Because I want it for other things than just translations. I want to be able to mark comment blocks as being for “internal” documentation only. I want to be able to describe subsections, or conditionally include/exclude bits of documentation.

Anyway, it wasn’t a coherent proposal, just a few thoughts I’d had.


#6

To extend my proposal, rustdoc might provide further help to make translators work easier with a command like : rustdoc --l11nDir="localization" --generateLanguage="fr-FR"

It would generate all missing translation files with all the items to documents and its “#original” blocks.

On existing files, but with outdated items, it would report (on stdout) items to update and insert in the translation files a “#new_original” block and eventuality a “#diff_original” block. So when the translator has finished updating, he just has to rename the “#new_original” block.


#7

I was thinking that it might be more intuitive to replicate the source structure, as a way to structure the docs.

So we have a src that would look like this:

src/
    vec/
        mod.rs
    main.rs

Then in we’d replicate that structure for docs, so now it would look like the following, with the .metadata representing stuff like maintainers, last updated, or whatever is needed.

src/
    vec/
        mod.rs
    main.rs
docs/
    en/
        vec/
            mod.md
        main.md
        .metadata
    fn/
        vec/
            mod.md
        main.md
        .metadata
    de/
        vec/
            mod.md
        main.md
        .metadata

Then in a .rs file

#[docs="vec_description"]
fn vec() {
   // ...
}

And in the md files.
// en/vec/mod.rs
# Vec Description
This is a vector.

// fn/vec/mod.rs
# Vec Description
Ceci est un vecteur.

// de/vec/mod.rs
# Vec Description
Dies ist ein Vektor

#8

I would be strongly against any internationalisation system that:

  • makes the english files harder to read, and
  • silently allows international documentation to fall out of sync.
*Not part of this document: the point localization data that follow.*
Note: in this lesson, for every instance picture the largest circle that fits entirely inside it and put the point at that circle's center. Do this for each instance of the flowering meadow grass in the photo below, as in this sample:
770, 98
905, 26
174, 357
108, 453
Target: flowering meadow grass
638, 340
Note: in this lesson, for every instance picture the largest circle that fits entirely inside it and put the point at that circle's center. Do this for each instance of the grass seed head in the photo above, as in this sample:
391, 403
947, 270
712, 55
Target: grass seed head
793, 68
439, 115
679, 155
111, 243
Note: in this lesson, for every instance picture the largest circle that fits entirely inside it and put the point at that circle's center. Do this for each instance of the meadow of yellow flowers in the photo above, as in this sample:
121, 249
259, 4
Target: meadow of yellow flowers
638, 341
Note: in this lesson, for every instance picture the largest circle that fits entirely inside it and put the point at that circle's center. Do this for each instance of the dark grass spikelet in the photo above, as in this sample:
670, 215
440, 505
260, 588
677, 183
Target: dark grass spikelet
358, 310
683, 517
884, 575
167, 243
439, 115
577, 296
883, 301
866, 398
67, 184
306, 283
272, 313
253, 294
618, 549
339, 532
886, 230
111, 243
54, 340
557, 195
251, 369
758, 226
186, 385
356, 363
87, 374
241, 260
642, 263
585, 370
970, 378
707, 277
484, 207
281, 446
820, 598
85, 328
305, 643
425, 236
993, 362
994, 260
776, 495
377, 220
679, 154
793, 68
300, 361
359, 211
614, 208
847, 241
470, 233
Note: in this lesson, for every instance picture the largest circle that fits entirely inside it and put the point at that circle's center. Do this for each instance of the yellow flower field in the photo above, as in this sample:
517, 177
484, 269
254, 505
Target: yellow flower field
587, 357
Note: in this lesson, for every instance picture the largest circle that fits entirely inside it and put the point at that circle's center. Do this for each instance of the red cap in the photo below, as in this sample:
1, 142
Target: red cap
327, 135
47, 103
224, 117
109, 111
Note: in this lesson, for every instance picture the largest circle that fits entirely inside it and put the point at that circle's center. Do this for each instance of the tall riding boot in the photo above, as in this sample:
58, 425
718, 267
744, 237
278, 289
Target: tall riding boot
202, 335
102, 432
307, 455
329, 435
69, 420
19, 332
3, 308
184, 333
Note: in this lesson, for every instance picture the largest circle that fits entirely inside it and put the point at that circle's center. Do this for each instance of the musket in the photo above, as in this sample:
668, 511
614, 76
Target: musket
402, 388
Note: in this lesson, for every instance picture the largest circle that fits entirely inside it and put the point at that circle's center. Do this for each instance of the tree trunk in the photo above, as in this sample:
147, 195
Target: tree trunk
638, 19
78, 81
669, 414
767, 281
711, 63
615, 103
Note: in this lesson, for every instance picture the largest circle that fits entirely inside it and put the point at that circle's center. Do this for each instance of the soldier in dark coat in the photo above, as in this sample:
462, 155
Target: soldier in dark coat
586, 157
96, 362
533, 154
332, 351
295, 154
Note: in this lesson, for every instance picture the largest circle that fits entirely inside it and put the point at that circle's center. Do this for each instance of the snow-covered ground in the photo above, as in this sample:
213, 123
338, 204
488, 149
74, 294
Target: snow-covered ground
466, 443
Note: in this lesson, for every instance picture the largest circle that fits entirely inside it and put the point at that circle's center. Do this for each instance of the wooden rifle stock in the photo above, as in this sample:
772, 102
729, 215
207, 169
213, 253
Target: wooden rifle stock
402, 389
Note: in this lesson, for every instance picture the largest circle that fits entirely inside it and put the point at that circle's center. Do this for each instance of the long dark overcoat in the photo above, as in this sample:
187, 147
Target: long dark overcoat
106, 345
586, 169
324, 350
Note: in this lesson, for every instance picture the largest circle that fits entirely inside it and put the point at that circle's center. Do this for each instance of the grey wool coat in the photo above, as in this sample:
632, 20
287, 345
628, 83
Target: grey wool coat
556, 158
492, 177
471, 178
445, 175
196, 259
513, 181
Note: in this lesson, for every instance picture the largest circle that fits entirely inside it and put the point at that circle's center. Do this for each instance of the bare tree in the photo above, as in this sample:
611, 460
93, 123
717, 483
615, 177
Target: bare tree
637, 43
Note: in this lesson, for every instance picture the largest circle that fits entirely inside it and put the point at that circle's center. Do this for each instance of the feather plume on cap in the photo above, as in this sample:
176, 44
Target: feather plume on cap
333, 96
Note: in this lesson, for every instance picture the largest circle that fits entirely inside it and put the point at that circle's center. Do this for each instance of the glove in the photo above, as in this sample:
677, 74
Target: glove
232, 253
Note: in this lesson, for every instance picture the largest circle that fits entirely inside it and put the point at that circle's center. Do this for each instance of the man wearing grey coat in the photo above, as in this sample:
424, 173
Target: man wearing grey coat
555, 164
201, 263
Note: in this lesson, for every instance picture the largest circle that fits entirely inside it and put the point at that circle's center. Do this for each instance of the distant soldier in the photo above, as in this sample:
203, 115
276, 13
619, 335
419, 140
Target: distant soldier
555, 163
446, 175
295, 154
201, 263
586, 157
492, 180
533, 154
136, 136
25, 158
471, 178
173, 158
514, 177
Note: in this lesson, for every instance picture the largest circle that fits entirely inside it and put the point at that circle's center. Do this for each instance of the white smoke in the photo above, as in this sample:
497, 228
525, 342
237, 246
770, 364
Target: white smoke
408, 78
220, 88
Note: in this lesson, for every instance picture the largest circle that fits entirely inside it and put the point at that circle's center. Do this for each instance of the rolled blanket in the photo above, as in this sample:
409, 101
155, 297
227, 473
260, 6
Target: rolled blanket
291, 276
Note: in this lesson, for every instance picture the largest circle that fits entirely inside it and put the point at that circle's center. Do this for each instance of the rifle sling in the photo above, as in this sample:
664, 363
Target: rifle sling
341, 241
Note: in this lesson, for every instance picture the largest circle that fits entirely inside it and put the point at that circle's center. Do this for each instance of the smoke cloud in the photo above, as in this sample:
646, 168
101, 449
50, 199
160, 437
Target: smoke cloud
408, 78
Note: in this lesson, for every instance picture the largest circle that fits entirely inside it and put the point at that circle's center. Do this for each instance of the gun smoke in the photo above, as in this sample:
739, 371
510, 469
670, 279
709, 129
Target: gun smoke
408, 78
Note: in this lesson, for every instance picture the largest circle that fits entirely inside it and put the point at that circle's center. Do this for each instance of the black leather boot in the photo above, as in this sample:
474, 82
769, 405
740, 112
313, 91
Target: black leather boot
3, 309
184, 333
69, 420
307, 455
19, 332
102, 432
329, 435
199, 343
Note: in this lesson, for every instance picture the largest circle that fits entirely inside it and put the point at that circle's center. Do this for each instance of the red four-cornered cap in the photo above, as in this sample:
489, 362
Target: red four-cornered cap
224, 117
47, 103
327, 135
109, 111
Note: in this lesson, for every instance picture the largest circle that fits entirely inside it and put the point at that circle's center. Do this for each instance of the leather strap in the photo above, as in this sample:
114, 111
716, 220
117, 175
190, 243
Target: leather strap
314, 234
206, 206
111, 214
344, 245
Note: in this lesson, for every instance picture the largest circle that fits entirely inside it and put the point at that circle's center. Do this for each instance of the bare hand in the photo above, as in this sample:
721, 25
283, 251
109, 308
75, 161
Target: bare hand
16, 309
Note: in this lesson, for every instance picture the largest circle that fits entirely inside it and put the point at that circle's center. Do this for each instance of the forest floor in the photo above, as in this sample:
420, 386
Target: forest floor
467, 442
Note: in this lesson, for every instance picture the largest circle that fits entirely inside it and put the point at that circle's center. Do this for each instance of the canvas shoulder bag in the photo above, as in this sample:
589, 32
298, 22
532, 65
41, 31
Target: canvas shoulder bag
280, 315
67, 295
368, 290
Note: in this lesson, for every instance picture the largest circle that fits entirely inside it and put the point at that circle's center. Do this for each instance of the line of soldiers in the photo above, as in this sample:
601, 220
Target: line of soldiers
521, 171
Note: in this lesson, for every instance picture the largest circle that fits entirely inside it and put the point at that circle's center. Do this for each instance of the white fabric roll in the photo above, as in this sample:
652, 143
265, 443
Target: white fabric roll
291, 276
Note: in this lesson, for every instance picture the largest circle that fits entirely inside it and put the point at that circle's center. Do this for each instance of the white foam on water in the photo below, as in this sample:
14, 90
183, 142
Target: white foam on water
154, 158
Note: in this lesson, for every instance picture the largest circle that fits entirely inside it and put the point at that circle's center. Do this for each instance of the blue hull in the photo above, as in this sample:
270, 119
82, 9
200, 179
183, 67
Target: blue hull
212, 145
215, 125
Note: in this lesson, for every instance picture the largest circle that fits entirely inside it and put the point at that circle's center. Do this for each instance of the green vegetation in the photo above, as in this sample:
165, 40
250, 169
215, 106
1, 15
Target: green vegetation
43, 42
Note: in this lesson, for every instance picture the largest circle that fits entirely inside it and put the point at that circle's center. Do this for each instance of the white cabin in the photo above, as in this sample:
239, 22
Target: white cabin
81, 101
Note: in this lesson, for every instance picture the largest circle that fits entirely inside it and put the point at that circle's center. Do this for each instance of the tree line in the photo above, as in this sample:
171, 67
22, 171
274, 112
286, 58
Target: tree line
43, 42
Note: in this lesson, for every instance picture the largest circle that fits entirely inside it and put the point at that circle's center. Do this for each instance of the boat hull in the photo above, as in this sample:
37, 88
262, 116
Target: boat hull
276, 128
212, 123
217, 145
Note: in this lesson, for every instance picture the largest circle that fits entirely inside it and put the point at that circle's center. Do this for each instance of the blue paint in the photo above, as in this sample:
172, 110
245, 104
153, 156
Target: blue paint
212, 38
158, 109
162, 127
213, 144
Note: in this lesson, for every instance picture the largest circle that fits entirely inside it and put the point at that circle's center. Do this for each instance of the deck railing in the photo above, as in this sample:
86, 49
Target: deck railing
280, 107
Those are my “constraints”. I guess a pre-RFC discussion should focus first on achieving consensus on a set of constraints and goals instead of the implementation details.

A way to preserve the readability of the english source files could be to just include per source file a path to a folder with the internationalisation. For example given file.rs, one can tell rust docs “somehow” (intentional hand waiving here) that the internationalisation files live in the file/ path, and then it can following a convention go and look for file/file_fr_FR.rs. These files could then contain the function signatures and types documented in a different language, and be able to cite the examples of the original english documentation somehow to avoid code repetition.

A way to avoid the documentation to fall out of sync would be to require that each pull-request that alters the english documentation in some way also must alter the documentation in any other language. This probably wouldn’t be doable by the PR author only so we need maintainers for that. This is basically the only solution I can think of that I would be 100% comfortable with. A fallback would be for rust doc to somehow use commit information to determine if this did happen, and if it didn’t, warn the readers of the documentation in different languages that a more up-to-date documentation exists in english. This allows the documentation to fall out of sync, but doesn’t allow this to happen silently, allowing the international documentation to be curated just before a release.

Anyhow the proposed solutions that involve adding locale attributes to basically all functions in the english documentation in probably all languages of the world don’t satisfy my first constrain and I would be strongly against any form of that.